Heaven-o ... Kissy lives!
Stories here and elsewhere about a south Texas county that decided its employees should answer the phone with a spritely "HEAVEN-O" were tough on those who picked up the phone. It rang a lot. We were among those who called Kleberg County to see how the anti-HELLo greeting was going, and staffer Tina Morin told us that heaven-o was really a voluntary greeting because "commissioners just supported the effort to coin the word." As for Morin, she answered the phone with a cheery "administrative assistant."

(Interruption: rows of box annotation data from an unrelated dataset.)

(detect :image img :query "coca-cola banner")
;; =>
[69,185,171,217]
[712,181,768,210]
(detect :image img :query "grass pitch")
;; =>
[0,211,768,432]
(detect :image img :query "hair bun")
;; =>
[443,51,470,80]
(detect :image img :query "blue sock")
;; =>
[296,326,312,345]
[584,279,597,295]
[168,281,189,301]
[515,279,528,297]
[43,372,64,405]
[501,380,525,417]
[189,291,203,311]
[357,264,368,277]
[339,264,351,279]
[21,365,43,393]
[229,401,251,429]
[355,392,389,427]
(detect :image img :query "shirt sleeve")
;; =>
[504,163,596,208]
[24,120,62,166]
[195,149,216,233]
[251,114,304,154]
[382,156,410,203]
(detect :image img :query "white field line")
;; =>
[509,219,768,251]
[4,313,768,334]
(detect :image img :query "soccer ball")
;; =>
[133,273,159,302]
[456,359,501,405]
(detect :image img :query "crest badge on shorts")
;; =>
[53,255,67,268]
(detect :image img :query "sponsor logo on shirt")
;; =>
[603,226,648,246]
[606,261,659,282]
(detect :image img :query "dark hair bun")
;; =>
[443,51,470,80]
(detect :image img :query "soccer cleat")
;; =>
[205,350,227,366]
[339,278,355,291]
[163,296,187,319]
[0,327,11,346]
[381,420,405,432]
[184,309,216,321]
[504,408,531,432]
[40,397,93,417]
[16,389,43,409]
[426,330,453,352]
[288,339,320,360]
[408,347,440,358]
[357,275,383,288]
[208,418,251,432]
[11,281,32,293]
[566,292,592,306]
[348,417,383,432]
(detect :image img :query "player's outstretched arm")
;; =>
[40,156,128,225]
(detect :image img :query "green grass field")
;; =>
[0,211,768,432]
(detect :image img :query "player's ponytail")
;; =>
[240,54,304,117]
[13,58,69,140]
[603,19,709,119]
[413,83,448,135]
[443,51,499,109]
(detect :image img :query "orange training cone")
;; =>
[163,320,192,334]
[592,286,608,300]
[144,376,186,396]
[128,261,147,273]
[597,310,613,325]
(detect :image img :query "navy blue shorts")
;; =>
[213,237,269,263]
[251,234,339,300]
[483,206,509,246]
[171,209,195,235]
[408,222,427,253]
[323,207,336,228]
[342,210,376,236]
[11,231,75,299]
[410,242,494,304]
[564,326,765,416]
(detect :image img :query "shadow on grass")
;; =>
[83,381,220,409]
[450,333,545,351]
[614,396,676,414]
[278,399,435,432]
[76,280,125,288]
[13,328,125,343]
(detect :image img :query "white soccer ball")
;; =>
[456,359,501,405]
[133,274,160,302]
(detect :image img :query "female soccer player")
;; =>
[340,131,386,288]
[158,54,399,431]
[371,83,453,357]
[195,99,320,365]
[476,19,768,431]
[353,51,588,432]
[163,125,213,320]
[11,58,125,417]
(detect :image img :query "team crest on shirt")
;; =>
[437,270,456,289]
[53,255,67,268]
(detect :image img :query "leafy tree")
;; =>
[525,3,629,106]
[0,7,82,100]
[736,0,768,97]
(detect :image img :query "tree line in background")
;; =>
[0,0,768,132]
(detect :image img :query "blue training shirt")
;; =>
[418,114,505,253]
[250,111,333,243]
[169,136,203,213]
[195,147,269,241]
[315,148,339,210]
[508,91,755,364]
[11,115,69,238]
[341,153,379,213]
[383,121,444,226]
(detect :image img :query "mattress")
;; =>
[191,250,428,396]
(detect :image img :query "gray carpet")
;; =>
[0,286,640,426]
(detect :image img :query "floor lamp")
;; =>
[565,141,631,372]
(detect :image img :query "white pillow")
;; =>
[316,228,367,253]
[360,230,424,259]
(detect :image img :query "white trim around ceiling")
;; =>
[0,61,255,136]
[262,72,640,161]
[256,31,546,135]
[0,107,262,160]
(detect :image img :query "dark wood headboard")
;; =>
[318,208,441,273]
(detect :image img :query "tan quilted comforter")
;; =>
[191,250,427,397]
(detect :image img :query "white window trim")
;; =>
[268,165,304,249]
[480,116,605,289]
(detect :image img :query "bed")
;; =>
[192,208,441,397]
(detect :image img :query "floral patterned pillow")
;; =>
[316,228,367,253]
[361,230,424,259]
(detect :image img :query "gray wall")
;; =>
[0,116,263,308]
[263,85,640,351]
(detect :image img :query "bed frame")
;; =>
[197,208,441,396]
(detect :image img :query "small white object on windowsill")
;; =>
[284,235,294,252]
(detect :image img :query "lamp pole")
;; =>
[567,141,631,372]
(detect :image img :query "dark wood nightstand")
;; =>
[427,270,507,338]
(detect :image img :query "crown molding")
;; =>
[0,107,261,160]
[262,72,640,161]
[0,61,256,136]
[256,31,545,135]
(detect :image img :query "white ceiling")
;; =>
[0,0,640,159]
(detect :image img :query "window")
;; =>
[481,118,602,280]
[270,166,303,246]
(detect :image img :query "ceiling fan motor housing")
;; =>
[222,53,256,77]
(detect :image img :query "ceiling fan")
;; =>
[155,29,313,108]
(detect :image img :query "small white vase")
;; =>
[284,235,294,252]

From reader Jasmine Star who runs the Mazama Lodge on the southern slopes of Oregon's Mount Hood, we now know the final act in the drama of Kissy the cat, lost during the state's torrential flooding. Her owner saved herself by determined yodeling, which attracted a rescuer, and now we know Kissy survived her encounter with swirling floodwaters too, even though she fell off her owner's head and into the water (HCN, 2/20/97: Heard around the West). When Kissy's human companions returned to the site where she was last seen, reader Star tells us, they found the animal "bedraggled and forlorn, issuing forth her own plaintive feline yodeling."
Odds and ends
This is our first "author's query," but we're glad to help a reader who is a distinguished writer. For a biography of the novelist, historian and conservationist Wallace Stegner, 1909-1993, T. H. Watkins would appreciate hearing from anyone with correspondence and memories they are willing to share. He can be reached at: 2226 Decatur Place NW, Washington, DC 20008.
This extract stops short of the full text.